Director Series: Yasujirô Ozu’s Days of Youth (1929)

As I mentioned in the first post in this series, I didn’t really delve into Ozu’s silents until I had seen the vast majority of his sound films, despite the fact that I Was Born, But… was actually the first of his movies that I watched. I suspect that this is the case for a lot of Ozu fans; titles like Late Spring, Early Summer, Tokyo Story and Floating Weeds are far better known than, say, Walk Cheerfully or That Night’s Wife. In fact, much of his pre-World War II work, silent and sound alike, remains relatively obscure. Nick Wrigley summarized this divide in the May 2003 issue of Senses of Cinema:

Ozu’s career falls loosely into two halves, divided by the Second World War. His breezier early works are unafraid to acknowledge the influence of Hollywood melodramas or to flirt with farce. Such films contrast greatly with his later masterpieces, which portray a uniquely contemplative style so rigorously simplistic that it renounces almost all known film grammar.

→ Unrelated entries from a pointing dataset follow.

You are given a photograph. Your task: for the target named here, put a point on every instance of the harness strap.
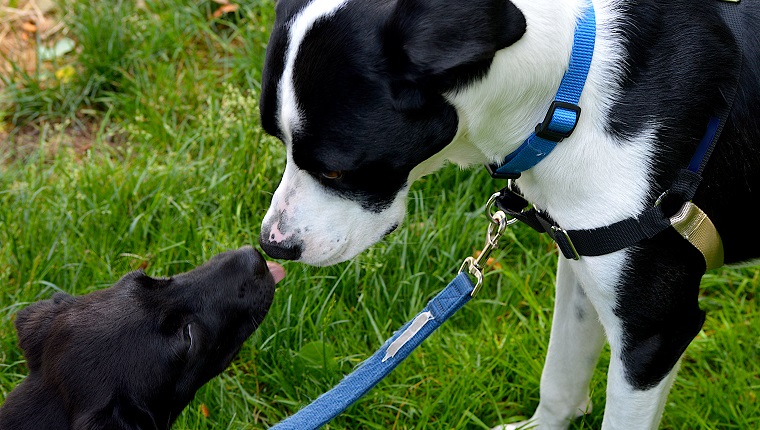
(384, 360)
(673, 208)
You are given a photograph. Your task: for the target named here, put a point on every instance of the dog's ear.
(33, 325)
(430, 44)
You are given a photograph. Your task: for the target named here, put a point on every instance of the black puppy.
(133, 355)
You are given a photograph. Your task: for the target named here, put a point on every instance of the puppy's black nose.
(282, 251)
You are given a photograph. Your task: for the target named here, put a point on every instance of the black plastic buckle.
(492, 170)
(544, 132)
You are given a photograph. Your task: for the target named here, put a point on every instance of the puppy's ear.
(119, 414)
(430, 44)
(33, 325)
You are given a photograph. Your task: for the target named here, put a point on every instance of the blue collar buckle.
(555, 128)
(564, 112)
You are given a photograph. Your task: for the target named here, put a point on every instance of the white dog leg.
(629, 408)
(577, 338)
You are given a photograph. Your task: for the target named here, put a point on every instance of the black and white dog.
(133, 355)
(370, 95)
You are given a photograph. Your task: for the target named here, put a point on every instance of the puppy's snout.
(280, 250)
(253, 259)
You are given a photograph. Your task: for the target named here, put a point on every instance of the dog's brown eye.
(333, 174)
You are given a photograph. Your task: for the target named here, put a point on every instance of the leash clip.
(498, 223)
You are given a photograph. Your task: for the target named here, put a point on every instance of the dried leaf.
(29, 27)
(65, 73)
(225, 8)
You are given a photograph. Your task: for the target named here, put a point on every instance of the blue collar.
(564, 111)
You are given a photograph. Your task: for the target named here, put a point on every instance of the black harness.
(604, 240)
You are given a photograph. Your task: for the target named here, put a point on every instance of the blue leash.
(374, 369)
(405, 340)
(560, 121)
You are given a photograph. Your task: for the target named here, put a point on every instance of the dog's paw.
(535, 422)
(522, 425)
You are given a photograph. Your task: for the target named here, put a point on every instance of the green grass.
(178, 170)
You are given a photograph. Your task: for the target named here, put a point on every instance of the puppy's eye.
(188, 333)
(333, 174)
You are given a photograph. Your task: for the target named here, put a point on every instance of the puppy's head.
(355, 91)
(133, 355)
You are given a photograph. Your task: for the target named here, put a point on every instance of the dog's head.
(355, 90)
(133, 355)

In other words, if you expect a “typical” Ozu film — a film in his distinctive style — his early work might come as a surprise. Personally, I prefer his post-war period, but I’ve found a great deal to enjoy in his silents and early sound films. By starting at the beginning of his filmography (or rather, his existing filmography) and going through it in order, I hope to see step-by-step how that Ozu style came to be.